Er absolvierte die Grundausbildung, sowie Atemschutz- und Erste Hilfe Ausbildung, neben dem Erwerb des Führerscheins schloss er auch noch die Module Führungsgrundlagen und Sachbearbeiter Feuerwehrmedizinischer Dienst ab. Er erwarb auch die Feuerwehrleistungsabzeichen in Bronze und Silber.

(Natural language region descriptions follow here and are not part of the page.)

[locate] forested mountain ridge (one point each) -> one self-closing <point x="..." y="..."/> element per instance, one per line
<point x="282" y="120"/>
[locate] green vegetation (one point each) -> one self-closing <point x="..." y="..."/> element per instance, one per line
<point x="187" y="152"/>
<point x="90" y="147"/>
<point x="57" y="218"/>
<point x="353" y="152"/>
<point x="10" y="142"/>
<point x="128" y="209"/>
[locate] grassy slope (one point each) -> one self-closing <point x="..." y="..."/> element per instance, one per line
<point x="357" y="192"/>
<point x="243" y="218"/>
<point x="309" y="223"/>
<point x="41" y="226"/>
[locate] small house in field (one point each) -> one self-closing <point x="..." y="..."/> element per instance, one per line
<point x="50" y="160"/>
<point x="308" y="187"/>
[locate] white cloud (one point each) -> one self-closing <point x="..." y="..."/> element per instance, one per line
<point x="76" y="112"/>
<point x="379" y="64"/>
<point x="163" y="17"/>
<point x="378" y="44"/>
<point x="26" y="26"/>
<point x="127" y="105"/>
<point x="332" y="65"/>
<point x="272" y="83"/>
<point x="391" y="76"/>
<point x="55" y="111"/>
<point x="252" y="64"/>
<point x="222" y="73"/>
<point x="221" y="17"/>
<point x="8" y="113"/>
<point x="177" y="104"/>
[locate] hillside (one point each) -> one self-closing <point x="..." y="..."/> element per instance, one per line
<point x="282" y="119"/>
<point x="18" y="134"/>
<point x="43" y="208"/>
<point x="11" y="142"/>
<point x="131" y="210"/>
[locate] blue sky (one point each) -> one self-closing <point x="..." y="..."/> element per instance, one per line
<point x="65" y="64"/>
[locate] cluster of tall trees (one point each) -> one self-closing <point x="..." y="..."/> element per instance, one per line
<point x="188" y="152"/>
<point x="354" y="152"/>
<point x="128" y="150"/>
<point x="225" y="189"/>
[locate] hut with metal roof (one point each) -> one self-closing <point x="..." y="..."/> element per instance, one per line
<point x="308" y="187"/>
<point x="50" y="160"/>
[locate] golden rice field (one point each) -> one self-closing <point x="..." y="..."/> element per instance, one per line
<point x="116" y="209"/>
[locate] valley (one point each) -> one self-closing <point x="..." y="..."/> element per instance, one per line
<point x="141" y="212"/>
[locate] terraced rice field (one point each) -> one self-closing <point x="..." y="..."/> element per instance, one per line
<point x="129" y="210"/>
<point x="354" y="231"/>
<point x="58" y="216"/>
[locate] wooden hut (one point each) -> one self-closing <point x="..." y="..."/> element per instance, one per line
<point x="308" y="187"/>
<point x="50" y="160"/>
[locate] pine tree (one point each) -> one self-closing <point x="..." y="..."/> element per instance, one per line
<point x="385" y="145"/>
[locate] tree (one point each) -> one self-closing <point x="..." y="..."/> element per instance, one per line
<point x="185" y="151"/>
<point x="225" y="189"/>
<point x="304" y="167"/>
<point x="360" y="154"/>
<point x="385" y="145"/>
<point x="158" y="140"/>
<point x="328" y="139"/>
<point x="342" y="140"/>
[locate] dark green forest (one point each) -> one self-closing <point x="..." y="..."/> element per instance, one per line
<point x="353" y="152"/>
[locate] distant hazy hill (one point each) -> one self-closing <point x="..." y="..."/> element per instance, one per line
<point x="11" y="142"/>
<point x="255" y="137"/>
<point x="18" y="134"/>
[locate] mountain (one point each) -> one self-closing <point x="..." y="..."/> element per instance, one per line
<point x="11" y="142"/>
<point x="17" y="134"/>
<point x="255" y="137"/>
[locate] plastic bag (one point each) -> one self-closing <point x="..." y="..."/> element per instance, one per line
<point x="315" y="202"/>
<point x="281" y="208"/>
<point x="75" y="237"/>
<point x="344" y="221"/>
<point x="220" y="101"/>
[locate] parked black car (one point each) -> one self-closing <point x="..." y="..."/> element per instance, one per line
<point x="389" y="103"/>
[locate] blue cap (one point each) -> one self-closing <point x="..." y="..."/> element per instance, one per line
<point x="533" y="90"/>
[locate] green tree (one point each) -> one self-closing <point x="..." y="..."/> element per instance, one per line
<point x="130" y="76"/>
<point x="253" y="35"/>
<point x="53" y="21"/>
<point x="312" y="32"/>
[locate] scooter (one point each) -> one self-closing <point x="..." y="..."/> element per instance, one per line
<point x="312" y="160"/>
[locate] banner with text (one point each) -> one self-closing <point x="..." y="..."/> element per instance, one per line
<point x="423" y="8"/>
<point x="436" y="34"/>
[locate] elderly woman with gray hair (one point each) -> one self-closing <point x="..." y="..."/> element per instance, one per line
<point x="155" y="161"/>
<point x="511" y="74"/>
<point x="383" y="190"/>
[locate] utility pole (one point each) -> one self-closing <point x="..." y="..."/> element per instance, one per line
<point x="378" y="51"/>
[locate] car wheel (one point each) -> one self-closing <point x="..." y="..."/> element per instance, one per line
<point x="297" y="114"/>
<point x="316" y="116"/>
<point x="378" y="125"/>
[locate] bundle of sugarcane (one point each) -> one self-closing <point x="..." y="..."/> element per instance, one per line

„Es macht mich sehr besorgt, einen Freund so zu hören.“

2021 kehrte Oleh in seine Heimat zurück und heiratete, er lebt mit seiner Frau nahe Lemberg. Zu Beginn der Kämpfe wurde er in eine Kaserne eingezogen. Oleh ist dort als Abteilungssanitäter tätig und unter anderem für die Ausbildung von Sanitätern im Feld zuständig. Er berichtet, es fehle vor allem an Verbandsmaterialien, blutstillenden Kompressen und Verbände sind begehrt, aber auch Mangelware, viele Verletzungen könnten nicht richtig versorgt werden. „Ich stehe immer wieder in Kontakt mit Oleh. Wenngleich er versichert, dass es ihm gut gehe, er einen kühlen Kopf bewahre und wir das vereinbarte Bier sicher genießen werden und alles schon werden wird, so ist doch ein Klang in seiner Stimme, den ich so nicht von ihm gewohnt bin“, ist Kommandant-Stellvertreter Christian Schalk betrübt.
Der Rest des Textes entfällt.